Cette agricultrice et gérante d’une épicerie a tout perdu dans sa fuite. Elle survit dorénavant dans un camp de déplacés de Mekele, où les conditions d’hygiène déplorables ne lui permettent pas de cicatriser. Il est en outre difficile de trouver du soutien à l’extérieur du One Stop Center. « Je me suis confiée à une amie qui l’a répété à ma belle-mère, déplore Hadas. Elle m’a insultée et a dit qu’elle convaincrait mon mari de divorcer quand il sera libéré de prison. » Depuis, la revenante n’a plus dit un mot sur son supplice, en dehors des cabinets de Sœur Mulu, du psychiatre et du gynécologue qui la suivent toujours. Et pourtant la trentenaire, mère d’une petite fille, en est convaincue : « Les femmes constituent la colonne vertébrale de la société. Il est indispensable de nous soigner et de nous soutenir. »
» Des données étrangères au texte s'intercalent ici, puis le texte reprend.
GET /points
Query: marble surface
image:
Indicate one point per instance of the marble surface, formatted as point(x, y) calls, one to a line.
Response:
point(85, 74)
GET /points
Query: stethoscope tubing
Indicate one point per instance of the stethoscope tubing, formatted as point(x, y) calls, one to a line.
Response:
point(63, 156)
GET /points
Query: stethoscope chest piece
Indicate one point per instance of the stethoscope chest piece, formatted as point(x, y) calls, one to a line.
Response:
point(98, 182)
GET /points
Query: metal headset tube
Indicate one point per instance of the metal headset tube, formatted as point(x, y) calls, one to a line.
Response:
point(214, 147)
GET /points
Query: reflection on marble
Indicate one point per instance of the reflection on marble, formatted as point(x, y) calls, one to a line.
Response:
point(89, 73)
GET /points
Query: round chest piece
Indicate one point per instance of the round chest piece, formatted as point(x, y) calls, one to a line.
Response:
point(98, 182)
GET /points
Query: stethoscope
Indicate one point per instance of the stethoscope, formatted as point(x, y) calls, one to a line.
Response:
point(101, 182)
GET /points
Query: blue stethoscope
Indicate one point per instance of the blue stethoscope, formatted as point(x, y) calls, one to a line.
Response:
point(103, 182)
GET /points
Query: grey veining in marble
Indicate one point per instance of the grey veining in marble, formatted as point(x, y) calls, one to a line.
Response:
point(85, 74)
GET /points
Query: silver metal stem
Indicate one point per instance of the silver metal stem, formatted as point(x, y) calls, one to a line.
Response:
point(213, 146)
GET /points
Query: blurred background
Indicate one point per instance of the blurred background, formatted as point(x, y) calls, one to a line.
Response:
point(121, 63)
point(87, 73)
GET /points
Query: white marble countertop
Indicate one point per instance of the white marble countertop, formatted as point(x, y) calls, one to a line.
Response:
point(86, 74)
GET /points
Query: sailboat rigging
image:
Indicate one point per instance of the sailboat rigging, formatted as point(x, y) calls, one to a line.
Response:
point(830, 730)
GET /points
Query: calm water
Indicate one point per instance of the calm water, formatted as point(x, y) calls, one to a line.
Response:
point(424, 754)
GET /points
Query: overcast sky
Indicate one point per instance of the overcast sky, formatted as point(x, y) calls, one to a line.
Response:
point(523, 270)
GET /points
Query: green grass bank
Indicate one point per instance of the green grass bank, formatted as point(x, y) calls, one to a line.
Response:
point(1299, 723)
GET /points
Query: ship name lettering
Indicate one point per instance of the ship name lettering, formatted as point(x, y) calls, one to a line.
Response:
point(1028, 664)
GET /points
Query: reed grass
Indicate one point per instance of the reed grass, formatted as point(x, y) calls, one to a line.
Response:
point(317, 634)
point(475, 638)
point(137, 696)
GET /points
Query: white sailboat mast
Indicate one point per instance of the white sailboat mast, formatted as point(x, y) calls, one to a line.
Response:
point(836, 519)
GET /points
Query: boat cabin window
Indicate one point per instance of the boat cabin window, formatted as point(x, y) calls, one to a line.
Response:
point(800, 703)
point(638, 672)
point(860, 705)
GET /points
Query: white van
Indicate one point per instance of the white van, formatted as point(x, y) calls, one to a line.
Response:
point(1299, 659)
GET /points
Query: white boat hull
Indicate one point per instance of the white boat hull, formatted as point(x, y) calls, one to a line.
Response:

Emebet Weldegorgis – qui souhaite, elle, à ce que sa véritable identité soit révélée – a précisément décidé de devenir « la voix des sans voix ». Avec cinq autres résidentes d’un camp de déplacés de Mekele (la capitale du Tigré), cette ancienne commerciale a monté le « MonaLisa group », un collectif en hommage à une adolescente qui a perdu un bras et une jambe après avoir résisté à ses assaillants. « Nous voulons permettre aux victimes de guérir en faisant prendre conscience à la société de ce fléau, précise Emebet Weldegorgis. Car pour l’heure, si une survivante est exposée, elle ne peut ni se marier ni se faire embaucher. » Obtenir justice figure également à l’agenda de ces activistes.

En tant que membre de la commission d’enquête sur le « génocide » du Tigré instaurée par les autorités régionales, Yirgalem Gebretsadkan appelle à la mise en place d’une instance neutre. « La justice ne peut pas être rendue sous le contrôle du gouvernement fédéral car personne ne peut être juge à son propre procès », ironise cette avocate qui a entendu plus de 2 500 survivantes.

« Je ne pourrais pas vivre en paix »

La justice transitionnelle qui figure sur l’accord de Pretoria (en Afrique du Sud), conclu entre le gouvernement et le FLPT le 2 novembre 2022, reste à ce jour au point mort. Ce traité n’a pas non plus permis de libérer les territoires qui restent occupés par les troupes amharas (à l’Ouest) ni par l’Érythrée (au Nord). Une responsable du One Stop Center de la ville d’Adigrat assure que des survivantes de viols commis récemment continuent à affluer en provenance de la subdivision administrative d’Irob, partiellement contrôlée par les forces érythréennes.

Au cœur du conflit, les femmes handicapées n’ont pas été épargnées. Genet Kidane, la directrice de l’Association de développement pour les femmes handicapées, recense 160 femmes porteuses d’un handicap parmi les victimes. Alors que le million de Tigréens déplacés commencent, depuis fin juin, à regagner leurs terres, Hiwot, la survivante au bandana rayé, n’a pas le courage de retourner dans sa ville d’origine, Maï-Kadra.

« Je connais de nombreuses personnes qui ont hâte de rentrer chez elles. Pour moi, c’est le contraire. Je ne pourrais pas vivre en paix avec les souvenirs que j’ai là-bas », affirme la jeune femme. Quelques jours avant son calvaire, son père a péri au cours d’un massacre perpétré les 9 et 10 novembre 2020 dans cette ville située à sept kilomètres de la frontière soudanaise.